Maldivleri andıran beyaz kumu ve turkuaz mavisi suyuyla yeri ve yanacı turistler için son yılların en önemli cazibe merkezleri arasında yer alan ve Amerikan Ulusal Havacılık ve Uzay Dairesi (NASA) tarafından Salda Gölü'nün Mars’taki Jezero krateriyle benzer özellikler gösterdiğinin açıklanması, gölün ününü hızla artırırken Salda’nın kenarında bulunan ve adını buradan alan köyün halkından olan jeofizik yüksek mühendisi Abdurrahman Arıkan, gölün jeolojik yapısından çamurunun faydalı olup olmadığına, gölün kuruma riskinden yapılan koruma çalışmalarından önceki durumuna ilişkin önemli açıklamalarda bulundu.

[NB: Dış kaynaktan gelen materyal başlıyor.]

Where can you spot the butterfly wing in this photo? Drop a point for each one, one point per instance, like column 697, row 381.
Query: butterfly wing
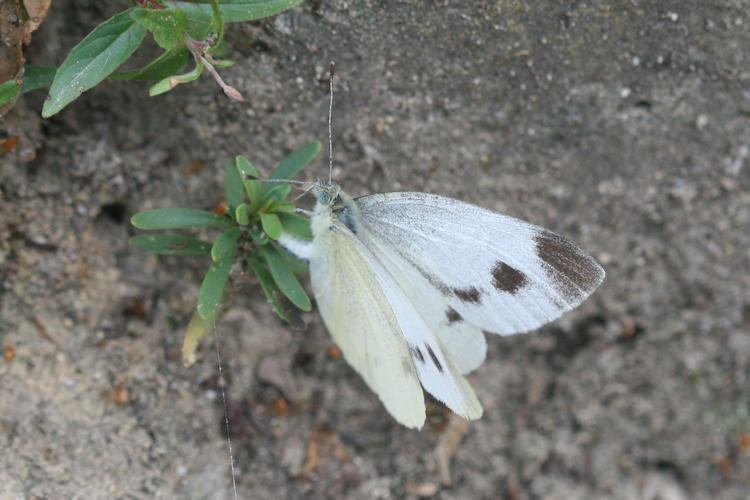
column 356, row 314
column 493, row 271
column 464, row 341
column 380, row 332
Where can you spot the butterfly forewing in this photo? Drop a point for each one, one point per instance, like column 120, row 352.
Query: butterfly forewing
column 357, row 315
column 493, row 271
column 465, row 342
column 436, row 370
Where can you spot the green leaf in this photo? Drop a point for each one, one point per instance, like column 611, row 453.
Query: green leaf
column 8, row 91
column 284, row 278
column 171, row 82
column 233, row 190
column 225, row 246
column 174, row 218
column 93, row 59
column 296, row 161
column 36, row 77
column 232, row 10
column 171, row 244
column 271, row 225
column 197, row 329
column 167, row 25
column 244, row 167
column 242, row 214
column 168, row 63
column 258, row 235
column 296, row 225
column 267, row 284
column 212, row 288
column 253, row 188
column 276, row 192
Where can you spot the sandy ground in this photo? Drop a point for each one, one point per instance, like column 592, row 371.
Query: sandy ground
column 624, row 125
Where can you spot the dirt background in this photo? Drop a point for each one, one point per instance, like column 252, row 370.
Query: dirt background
column 624, row 125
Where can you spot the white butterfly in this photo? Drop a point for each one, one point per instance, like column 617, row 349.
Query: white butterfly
column 407, row 282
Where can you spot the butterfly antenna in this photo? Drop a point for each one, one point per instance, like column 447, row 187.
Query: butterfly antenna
column 331, row 67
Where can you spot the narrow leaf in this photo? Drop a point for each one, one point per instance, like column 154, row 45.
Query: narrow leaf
column 271, row 225
column 296, row 161
column 225, row 246
column 171, row 244
column 166, row 24
column 284, row 278
column 244, row 167
column 233, row 190
column 276, row 192
column 268, row 285
column 8, row 91
column 36, row 77
column 242, row 214
column 174, row 218
column 168, row 63
column 93, row 59
column 233, row 10
column 212, row 288
column 198, row 328
column 295, row 224
column 171, row 82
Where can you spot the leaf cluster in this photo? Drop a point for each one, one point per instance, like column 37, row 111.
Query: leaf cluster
column 181, row 28
column 257, row 212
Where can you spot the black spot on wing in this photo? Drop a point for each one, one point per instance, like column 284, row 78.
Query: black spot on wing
column 345, row 214
column 434, row 358
column 416, row 353
column 452, row 316
column 573, row 272
column 471, row 294
column 508, row 279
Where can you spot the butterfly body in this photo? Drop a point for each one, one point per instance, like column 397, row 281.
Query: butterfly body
column 407, row 282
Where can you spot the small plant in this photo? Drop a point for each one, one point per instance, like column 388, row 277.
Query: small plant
column 256, row 214
column 182, row 28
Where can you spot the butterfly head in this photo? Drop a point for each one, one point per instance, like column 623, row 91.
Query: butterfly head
column 326, row 193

Salda Gölü’nün, eriyen kayaç boşluklarına elementlerce zenginleştirilen suların dolmasıyla oluştuğunu söyleyen, gölün bu oluşum biçimiyle karstik bir özellik taşıdığını belirten ve Salda Gölü’ndeki en önemli özelliklerden birinin sahilindeki beyaz kumlar olduğunu söyleyen Jeofizik yüksek mühendisi Abdurrahman Arıkan, “Bu beyaz kumlar göldeki bakteriler tarafından magnezyumun emilmesi suretiyle hidromenyezit minerali olarak çökelmesi sonucu oluşmuştur. Bu yapı taşları hidromenyezit minerali olan bakteriler stromatolitleri (sığ sularda oluşan genişleme eğilimli katmanlı yapılar) oluşturmuştur. Çevrenin ve zamanın etkisiyle bu stromatolitler ayrışarak bu beyaz kumu meydana getirmiştir” diye konuştu.
Valilik ve kaymakamlığın yaptığı çalışmaların Salda Gölü’nü korumaya yönelik olduğunu da kaydeden Arıkan, şöyle devam etti: “Burası doğal bir zenginlik. Salda Gölü’ndeki bu beyaz kum aslında fosil. Binlerce, on binlerce yıl önce yaşamış bakterilerin kalıntıları. O açıdan bir maden özelliği göstermekte. O madeni buradan çıkartıp satışa sunmak, Google’da arattırdığınız zaman görüyorsunuz adamlar salda gölü kumları diye satışa sunmuşlar bu tamamıyla hırsızlıktır. Buradan götürülüp bir kum dışarıda satılamaz.”